Astronomy has long been a data-intensive science. Today, the need to analyze massive amounts of data streaming from telescopes and generated by simulations is more pressing than ever.
AstroDB is an inter-disciplinary group bringing together faculty from the department of Astronomy (in particular the Survey Science Group and the N-body Shop), department of Computer Science & Engineering (in particular the Database Group), and the UW eScience Instititute to investigate new methods, tools, and techniques for data-driven discovery in Astronomy.
Graduate Students
Postdocs
Research Scientists and Faculty
We are tackling several inter-related challenges:
A core component of Astronomy research revolves around the efficient processing of images produced by various telescopes, in particular various sky surveys such as the SDSS and the LSST.
Our group is working on various novel methods and tools for processing these images and making their analysis not only faster but also more convenient.
Make sure to visit the UW Survey Science Group (LSST) page for background and important details.
In the context of the AstroDB collaboration, we have worked on image co-addition methods using Hadoop. The results of this work are summarized in the following publication: **[Astronomy in the Cloud: Using MapReduce for Image Co-Addition](http://homes.cs.washington.edu/%7Emagda/papers/wiley11.pdf)**., Wiley, K., Connolly, A., Gardner, J., Krughoff, S., Balazinska, M., Howe, B., Kwon, Y., Bu, Y., Publications of the Astronomical Society of the Pacific (PASP), Vol. 123, No. 901, pp. 366-380, University of Chicago Press, Mar 2011.
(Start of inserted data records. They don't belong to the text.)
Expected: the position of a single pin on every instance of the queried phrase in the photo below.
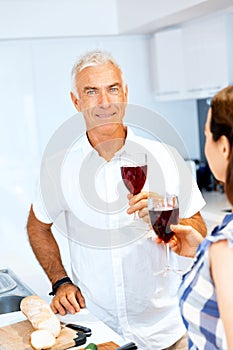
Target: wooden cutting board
(16, 337)
(105, 346)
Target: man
(120, 284)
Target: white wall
(52, 18)
(34, 99)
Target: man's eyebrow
(115, 84)
(86, 88)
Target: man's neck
(107, 145)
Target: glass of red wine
(164, 211)
(134, 172)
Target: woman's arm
(221, 265)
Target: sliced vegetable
(91, 346)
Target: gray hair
(90, 59)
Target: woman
(206, 292)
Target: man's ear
(126, 92)
(225, 146)
(75, 101)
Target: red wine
(134, 177)
(161, 221)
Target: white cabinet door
(206, 56)
(168, 60)
(195, 60)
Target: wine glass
(134, 172)
(163, 212)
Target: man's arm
(68, 296)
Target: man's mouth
(105, 115)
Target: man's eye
(114, 90)
(91, 92)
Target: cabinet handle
(205, 88)
(167, 93)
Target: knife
(78, 328)
(79, 340)
(128, 346)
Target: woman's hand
(185, 241)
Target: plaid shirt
(198, 301)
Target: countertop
(100, 332)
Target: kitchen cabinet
(197, 56)
(168, 73)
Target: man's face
(102, 96)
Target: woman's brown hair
(222, 124)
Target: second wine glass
(134, 172)
(163, 212)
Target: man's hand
(139, 203)
(185, 241)
(68, 298)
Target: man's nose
(104, 99)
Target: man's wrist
(60, 282)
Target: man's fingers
(68, 298)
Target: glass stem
(167, 248)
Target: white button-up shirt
(114, 261)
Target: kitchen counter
(100, 332)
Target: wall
(34, 99)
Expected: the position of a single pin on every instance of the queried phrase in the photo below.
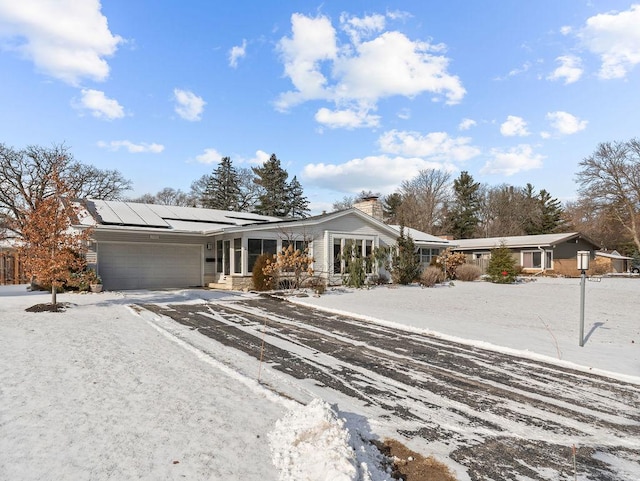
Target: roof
(105, 214)
(613, 255)
(541, 240)
(422, 237)
(167, 217)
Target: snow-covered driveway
(495, 415)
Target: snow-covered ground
(532, 318)
(100, 392)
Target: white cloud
(237, 52)
(570, 69)
(437, 146)
(209, 156)
(514, 127)
(361, 71)
(466, 124)
(100, 105)
(378, 173)
(66, 39)
(348, 119)
(359, 27)
(615, 37)
(188, 105)
(259, 158)
(133, 148)
(512, 161)
(566, 124)
(566, 30)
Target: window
(257, 247)
(226, 251)
(427, 255)
(533, 259)
(237, 256)
(219, 256)
(357, 247)
(297, 245)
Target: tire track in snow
(488, 405)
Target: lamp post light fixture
(583, 265)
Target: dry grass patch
(411, 466)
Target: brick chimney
(371, 206)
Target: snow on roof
(133, 214)
(421, 237)
(515, 241)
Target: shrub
(261, 280)
(468, 272)
(405, 262)
(354, 275)
(502, 266)
(452, 260)
(431, 276)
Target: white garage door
(149, 266)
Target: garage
(149, 266)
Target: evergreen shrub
(431, 276)
(468, 272)
(262, 281)
(502, 267)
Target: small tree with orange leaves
(51, 250)
(292, 264)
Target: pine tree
(298, 203)
(405, 262)
(551, 213)
(502, 266)
(463, 217)
(390, 207)
(222, 190)
(274, 198)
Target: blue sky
(350, 96)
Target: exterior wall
(321, 239)
(569, 249)
(149, 238)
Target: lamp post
(583, 265)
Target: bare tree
(26, 179)
(345, 203)
(424, 200)
(610, 177)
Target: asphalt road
(503, 417)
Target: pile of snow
(313, 443)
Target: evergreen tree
(551, 213)
(390, 207)
(463, 217)
(502, 266)
(298, 203)
(222, 190)
(274, 197)
(405, 262)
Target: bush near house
(431, 276)
(502, 266)
(449, 261)
(468, 272)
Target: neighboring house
(534, 253)
(615, 262)
(138, 246)
(11, 268)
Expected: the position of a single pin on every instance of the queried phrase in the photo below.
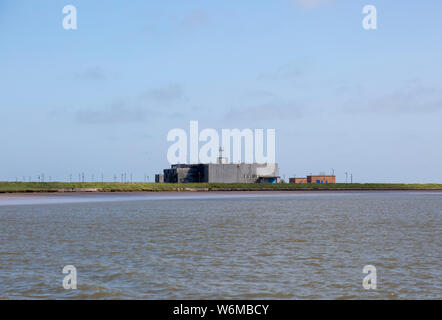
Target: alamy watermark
(227, 147)
(70, 281)
(370, 280)
(70, 20)
(370, 21)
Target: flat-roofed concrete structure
(222, 173)
(314, 179)
(298, 180)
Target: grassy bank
(15, 187)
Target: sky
(101, 99)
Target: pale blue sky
(102, 98)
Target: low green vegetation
(14, 187)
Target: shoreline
(90, 187)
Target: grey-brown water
(213, 246)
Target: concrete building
(298, 180)
(222, 172)
(315, 179)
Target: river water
(221, 245)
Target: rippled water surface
(211, 245)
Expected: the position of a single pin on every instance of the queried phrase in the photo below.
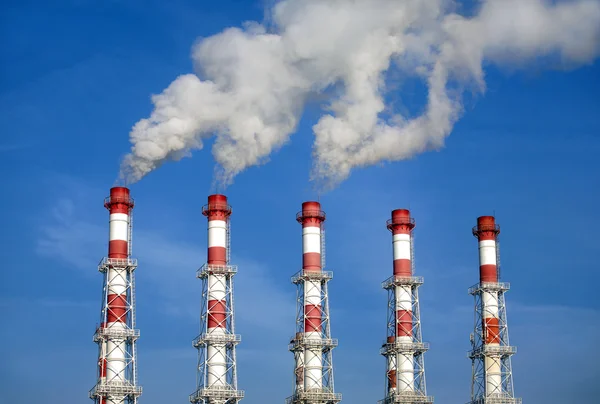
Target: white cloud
(253, 83)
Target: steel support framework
(414, 350)
(226, 392)
(122, 387)
(496, 354)
(322, 346)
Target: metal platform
(303, 397)
(216, 393)
(104, 333)
(210, 269)
(298, 344)
(489, 287)
(406, 397)
(404, 347)
(493, 350)
(394, 280)
(497, 399)
(117, 263)
(115, 388)
(224, 339)
(303, 275)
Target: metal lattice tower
(404, 346)
(116, 335)
(217, 378)
(312, 345)
(491, 381)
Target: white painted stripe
(118, 226)
(406, 374)
(217, 233)
(313, 369)
(490, 304)
(312, 292)
(311, 240)
(493, 376)
(216, 287)
(115, 360)
(400, 237)
(487, 252)
(402, 249)
(391, 362)
(117, 281)
(403, 298)
(217, 365)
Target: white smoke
(256, 81)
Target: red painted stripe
(491, 330)
(312, 215)
(299, 375)
(391, 379)
(217, 311)
(486, 228)
(102, 366)
(404, 323)
(119, 201)
(117, 249)
(402, 267)
(488, 273)
(311, 261)
(217, 255)
(401, 222)
(312, 318)
(117, 309)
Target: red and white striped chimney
(401, 227)
(119, 205)
(217, 212)
(312, 218)
(487, 233)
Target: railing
(218, 393)
(306, 214)
(496, 399)
(297, 343)
(404, 347)
(488, 350)
(312, 276)
(400, 222)
(208, 338)
(394, 280)
(485, 227)
(316, 396)
(118, 199)
(407, 397)
(489, 287)
(210, 269)
(223, 207)
(115, 388)
(117, 263)
(108, 332)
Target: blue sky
(75, 78)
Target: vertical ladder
(322, 245)
(228, 241)
(131, 277)
(498, 258)
(129, 232)
(412, 255)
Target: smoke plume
(252, 83)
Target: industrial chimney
(217, 371)
(404, 347)
(116, 336)
(312, 345)
(491, 380)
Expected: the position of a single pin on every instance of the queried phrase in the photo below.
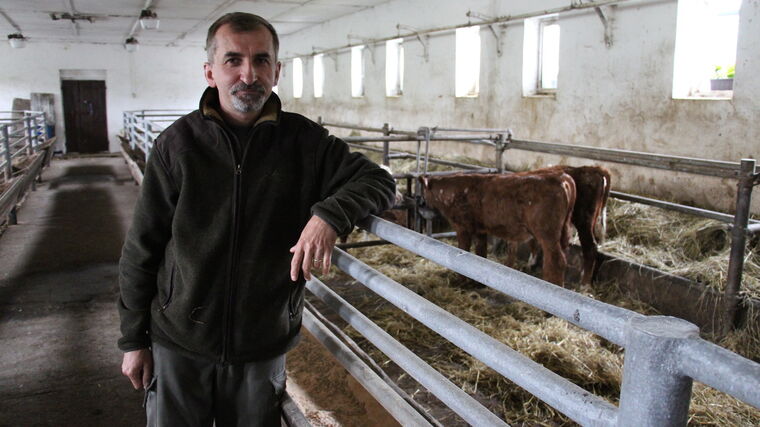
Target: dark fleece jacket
(205, 265)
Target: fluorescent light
(131, 44)
(148, 19)
(17, 40)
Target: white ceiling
(182, 22)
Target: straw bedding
(677, 243)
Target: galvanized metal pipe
(655, 393)
(437, 129)
(379, 389)
(8, 158)
(718, 216)
(568, 398)
(738, 243)
(721, 369)
(368, 243)
(29, 136)
(459, 401)
(291, 413)
(401, 154)
(656, 161)
(595, 316)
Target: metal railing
(142, 127)
(745, 172)
(22, 136)
(663, 355)
(21, 132)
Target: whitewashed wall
(617, 97)
(152, 77)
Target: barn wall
(152, 77)
(617, 97)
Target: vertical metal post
(29, 135)
(8, 158)
(738, 243)
(654, 391)
(500, 147)
(386, 145)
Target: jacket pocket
(295, 301)
(165, 303)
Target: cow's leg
(464, 239)
(555, 262)
(481, 245)
(590, 252)
(535, 253)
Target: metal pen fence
(744, 171)
(663, 354)
(142, 127)
(21, 133)
(23, 136)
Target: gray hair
(240, 22)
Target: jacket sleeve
(351, 186)
(143, 252)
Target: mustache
(255, 87)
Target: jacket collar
(210, 109)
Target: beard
(247, 102)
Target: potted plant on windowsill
(723, 78)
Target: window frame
(542, 24)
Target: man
(210, 292)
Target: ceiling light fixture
(17, 40)
(131, 44)
(148, 19)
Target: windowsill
(541, 95)
(715, 95)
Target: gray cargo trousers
(196, 393)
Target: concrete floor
(59, 364)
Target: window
(319, 75)
(467, 70)
(705, 53)
(297, 78)
(548, 56)
(394, 67)
(357, 71)
(541, 55)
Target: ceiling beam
(10, 21)
(135, 25)
(72, 12)
(221, 6)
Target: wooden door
(84, 111)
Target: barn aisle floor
(59, 365)
(58, 281)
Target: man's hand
(314, 248)
(138, 367)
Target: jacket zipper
(227, 332)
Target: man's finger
(147, 375)
(295, 263)
(134, 378)
(306, 264)
(326, 262)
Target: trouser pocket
(150, 392)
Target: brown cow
(512, 207)
(592, 184)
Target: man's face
(244, 69)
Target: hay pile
(587, 360)
(677, 243)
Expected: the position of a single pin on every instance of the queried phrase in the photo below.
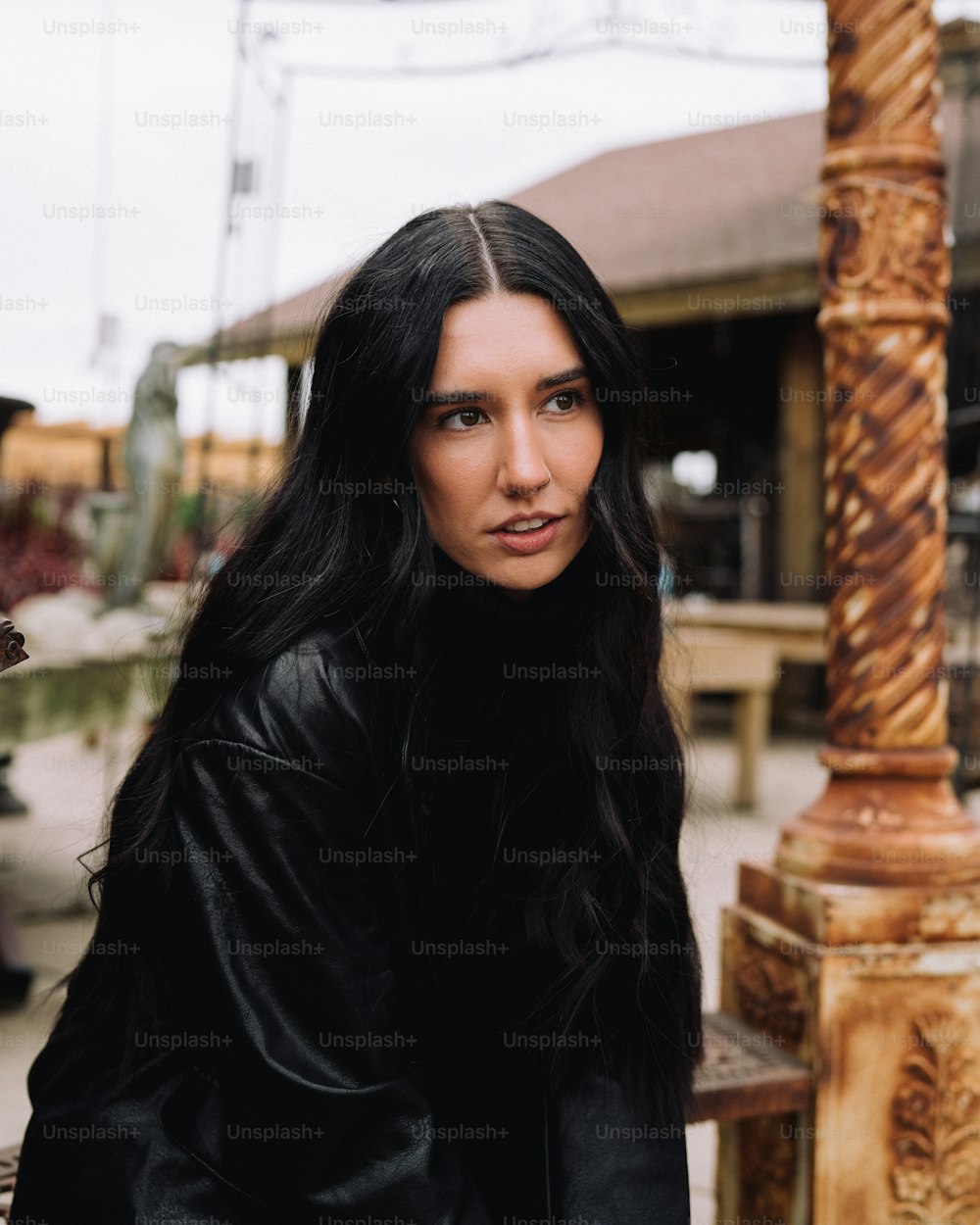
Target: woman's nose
(520, 461)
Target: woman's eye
(471, 415)
(568, 398)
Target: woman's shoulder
(315, 704)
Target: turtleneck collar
(569, 593)
(498, 669)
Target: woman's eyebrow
(478, 397)
(564, 376)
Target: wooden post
(858, 950)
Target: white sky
(133, 118)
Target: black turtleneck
(503, 805)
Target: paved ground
(68, 785)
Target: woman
(392, 924)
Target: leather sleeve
(308, 1097)
(608, 1169)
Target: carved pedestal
(877, 989)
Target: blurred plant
(38, 550)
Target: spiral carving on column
(885, 272)
(888, 813)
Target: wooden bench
(704, 660)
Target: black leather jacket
(343, 1037)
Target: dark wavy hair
(358, 554)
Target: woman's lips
(528, 542)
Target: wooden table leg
(751, 731)
(15, 974)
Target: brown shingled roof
(674, 228)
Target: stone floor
(68, 784)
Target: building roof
(702, 225)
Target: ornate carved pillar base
(887, 816)
(877, 989)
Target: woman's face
(510, 430)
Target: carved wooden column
(860, 947)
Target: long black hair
(328, 538)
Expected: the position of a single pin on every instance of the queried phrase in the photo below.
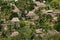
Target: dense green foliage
(26, 25)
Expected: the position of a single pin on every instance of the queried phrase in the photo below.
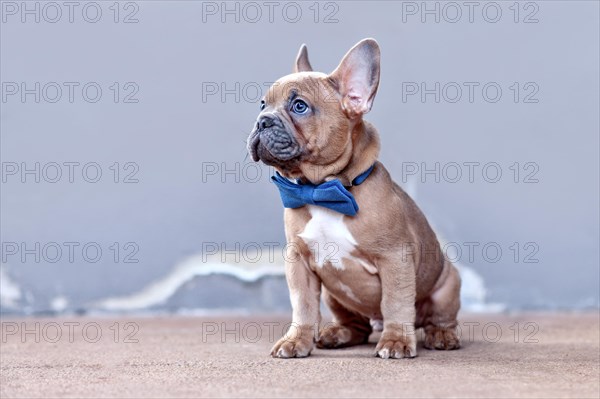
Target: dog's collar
(330, 194)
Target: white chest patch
(328, 237)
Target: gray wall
(178, 132)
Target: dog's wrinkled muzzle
(271, 142)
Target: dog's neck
(361, 153)
(365, 151)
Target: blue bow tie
(331, 194)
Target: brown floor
(554, 355)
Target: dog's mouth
(274, 146)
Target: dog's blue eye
(299, 107)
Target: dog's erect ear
(302, 64)
(357, 77)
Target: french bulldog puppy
(354, 237)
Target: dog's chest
(330, 240)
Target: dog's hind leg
(348, 328)
(437, 313)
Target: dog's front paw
(397, 342)
(441, 338)
(338, 336)
(297, 342)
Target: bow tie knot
(331, 194)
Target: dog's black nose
(266, 121)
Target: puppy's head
(309, 122)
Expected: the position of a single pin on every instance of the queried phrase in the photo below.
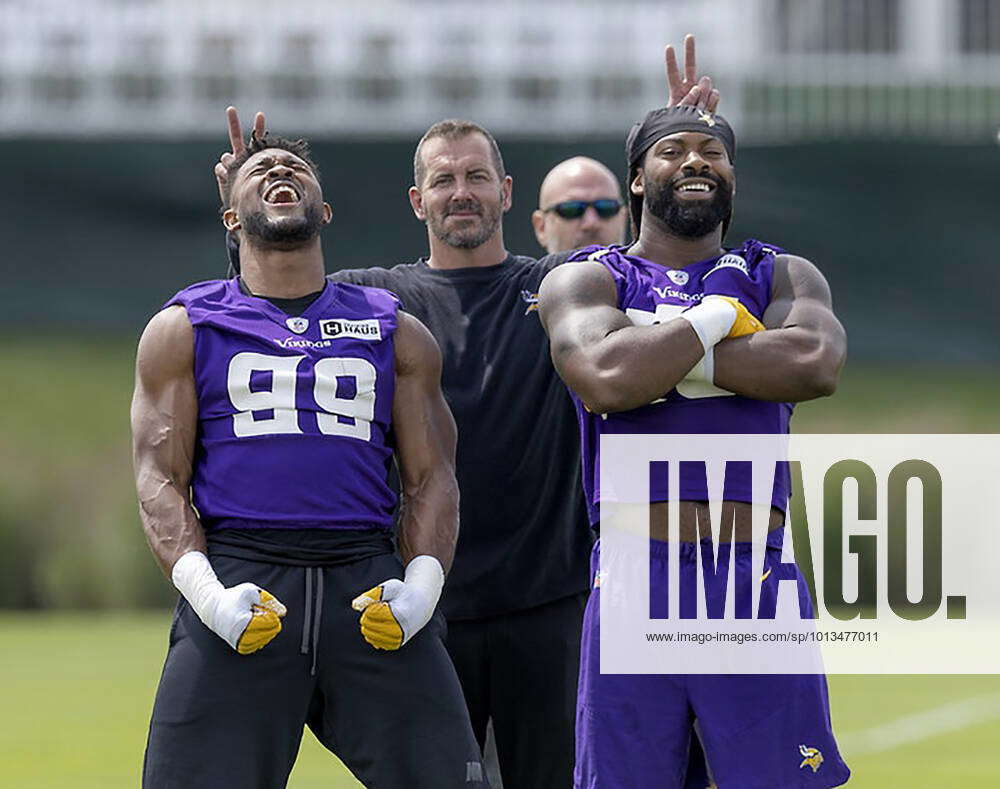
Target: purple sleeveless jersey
(650, 293)
(293, 413)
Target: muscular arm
(425, 438)
(800, 356)
(609, 363)
(164, 421)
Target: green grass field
(80, 688)
(80, 685)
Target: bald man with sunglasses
(580, 203)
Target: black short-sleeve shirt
(523, 538)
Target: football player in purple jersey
(515, 598)
(677, 334)
(267, 410)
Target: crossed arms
(164, 425)
(613, 365)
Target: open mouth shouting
(695, 187)
(282, 193)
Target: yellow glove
(244, 616)
(379, 626)
(394, 611)
(265, 624)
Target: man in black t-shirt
(515, 596)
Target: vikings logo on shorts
(811, 757)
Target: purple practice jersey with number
(293, 412)
(649, 293)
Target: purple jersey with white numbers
(650, 293)
(293, 412)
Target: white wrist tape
(711, 320)
(196, 580)
(425, 573)
(704, 370)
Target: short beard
(470, 237)
(691, 219)
(286, 233)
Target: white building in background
(789, 69)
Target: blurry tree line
(99, 234)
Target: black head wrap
(660, 123)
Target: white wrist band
(704, 370)
(194, 578)
(711, 320)
(425, 573)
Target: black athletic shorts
(396, 719)
(520, 669)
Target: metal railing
(789, 69)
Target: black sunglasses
(574, 209)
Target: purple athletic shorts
(766, 731)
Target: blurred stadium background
(868, 134)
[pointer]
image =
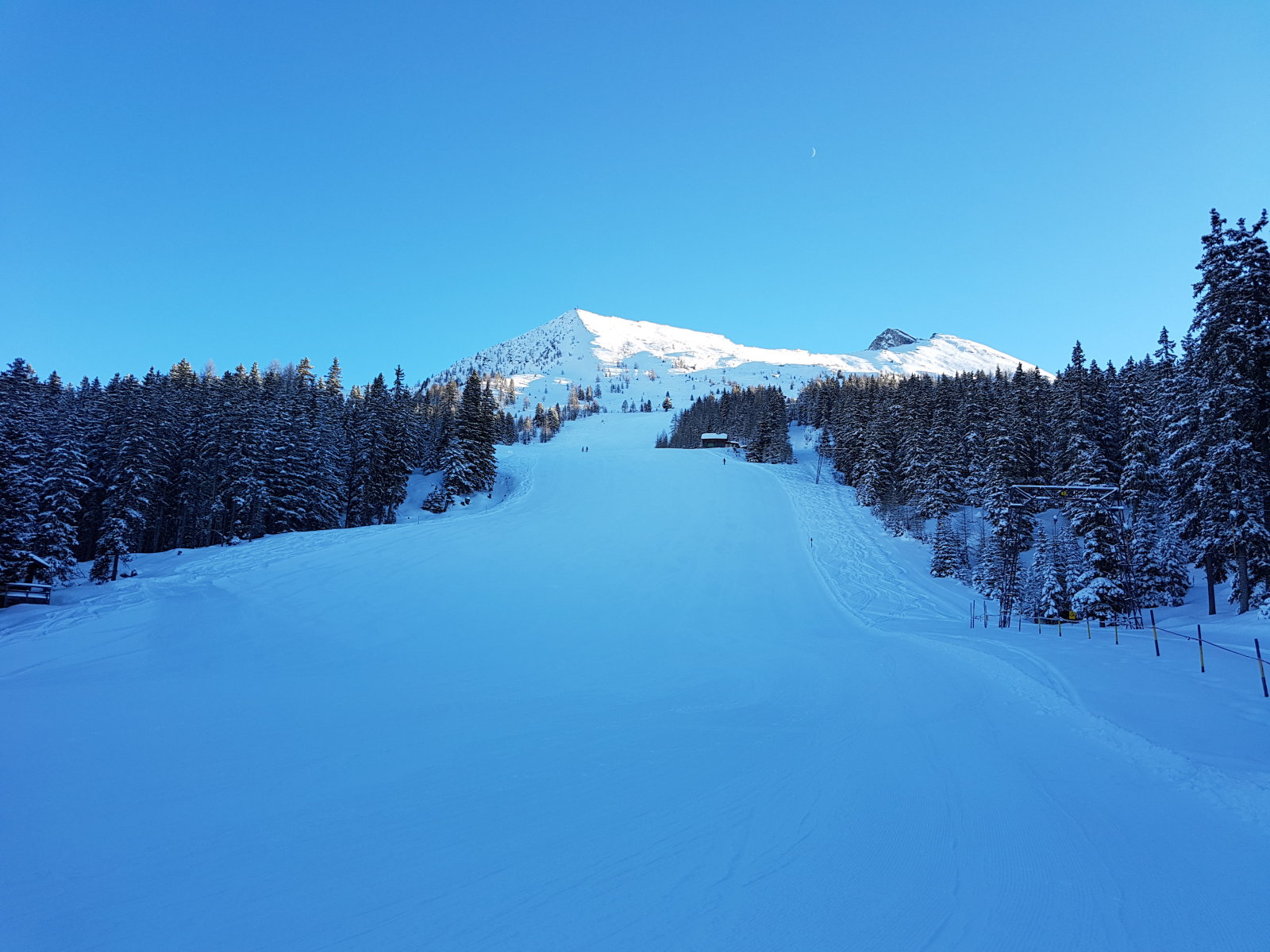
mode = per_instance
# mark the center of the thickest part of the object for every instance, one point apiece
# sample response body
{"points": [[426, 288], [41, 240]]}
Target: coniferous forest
{"points": [[97, 473], [1184, 433]]}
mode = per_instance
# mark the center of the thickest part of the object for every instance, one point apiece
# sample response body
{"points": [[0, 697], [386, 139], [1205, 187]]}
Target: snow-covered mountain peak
{"points": [[648, 361], [892, 336]]}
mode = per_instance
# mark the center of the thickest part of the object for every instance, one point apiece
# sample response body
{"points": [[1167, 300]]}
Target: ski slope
{"points": [[641, 700]]}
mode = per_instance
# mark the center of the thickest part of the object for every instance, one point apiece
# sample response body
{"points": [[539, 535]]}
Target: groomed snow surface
{"points": [[639, 700]]}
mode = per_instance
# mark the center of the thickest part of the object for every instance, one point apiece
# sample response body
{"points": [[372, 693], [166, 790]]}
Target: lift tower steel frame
{"points": [[1026, 498]]}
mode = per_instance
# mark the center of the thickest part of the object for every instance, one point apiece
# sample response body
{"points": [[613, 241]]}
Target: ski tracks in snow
{"points": [[860, 568]]}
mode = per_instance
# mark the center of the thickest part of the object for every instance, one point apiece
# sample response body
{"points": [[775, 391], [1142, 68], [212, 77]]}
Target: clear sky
{"points": [[410, 182]]}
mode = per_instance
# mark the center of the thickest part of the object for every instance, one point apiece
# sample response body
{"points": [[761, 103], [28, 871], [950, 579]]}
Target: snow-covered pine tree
{"points": [[470, 461]]}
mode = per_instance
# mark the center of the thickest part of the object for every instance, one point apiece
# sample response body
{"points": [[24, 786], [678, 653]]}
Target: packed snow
{"points": [[633, 700]]}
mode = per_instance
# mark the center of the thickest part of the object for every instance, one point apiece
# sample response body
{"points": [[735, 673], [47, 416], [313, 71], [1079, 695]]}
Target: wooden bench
{"points": [[27, 593]]}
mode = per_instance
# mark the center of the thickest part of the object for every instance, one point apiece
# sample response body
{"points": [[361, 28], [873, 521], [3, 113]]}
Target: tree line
{"points": [[186, 459], [1185, 437]]}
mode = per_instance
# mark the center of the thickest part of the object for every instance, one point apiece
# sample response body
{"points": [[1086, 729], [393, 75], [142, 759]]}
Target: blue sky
{"points": [[410, 182]]}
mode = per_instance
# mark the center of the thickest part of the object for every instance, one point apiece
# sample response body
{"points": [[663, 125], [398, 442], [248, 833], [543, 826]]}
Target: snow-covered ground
{"points": [[639, 700]]}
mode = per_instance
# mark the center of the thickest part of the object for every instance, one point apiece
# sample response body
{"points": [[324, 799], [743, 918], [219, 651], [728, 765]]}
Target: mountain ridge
{"points": [[609, 342]]}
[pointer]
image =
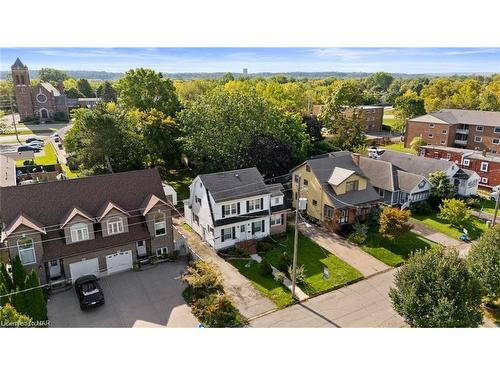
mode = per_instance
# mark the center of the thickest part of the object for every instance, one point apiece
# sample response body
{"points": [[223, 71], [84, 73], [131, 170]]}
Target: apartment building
{"points": [[474, 130]]}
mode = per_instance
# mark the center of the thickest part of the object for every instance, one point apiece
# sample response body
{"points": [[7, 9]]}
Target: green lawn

We are now working on various image co-addition and full image analysis pipelines using SciDB. This work is related to our efforts bulding the SciDB parallel data processing system. See the [main SciDB page](http://scidb.org) and our [UW CSE SciDB page](http://scidb.cs.washington.edu). **[Squeezing a Big Orange into Little Boxes: The AscotDB System for Parallel Processing of Data on a Sphere](http://homes.cs.washington.edu/~soroush/papers/vanderplas.pdf)** J.Vanderplas, E. Soroush, S. Krughoff, M. Balazinska and A. Connolly, for publication in IEEE Data Engineering Bulletin, 2013. **[A Demonstration of Iterative Parallel Array Processing in Support of Telescope Image Analysis](http://homes.cs.washington.edu/~soroush/papers/p807-soroush.pdf)** Matthew Moyers, Emad Soroush, Spencer C Wallace, Simon Krughoff, Jake Vanderplas, Magdalena Balazinska, and Andrew Connolly VLDB 2013
We are also working on exploring and analyzing sources extracted from telescope images using parallel database management systems including EMC/Greenplum. This work includes leveraging various machine-learning methods to improve the efficiency of the analysis.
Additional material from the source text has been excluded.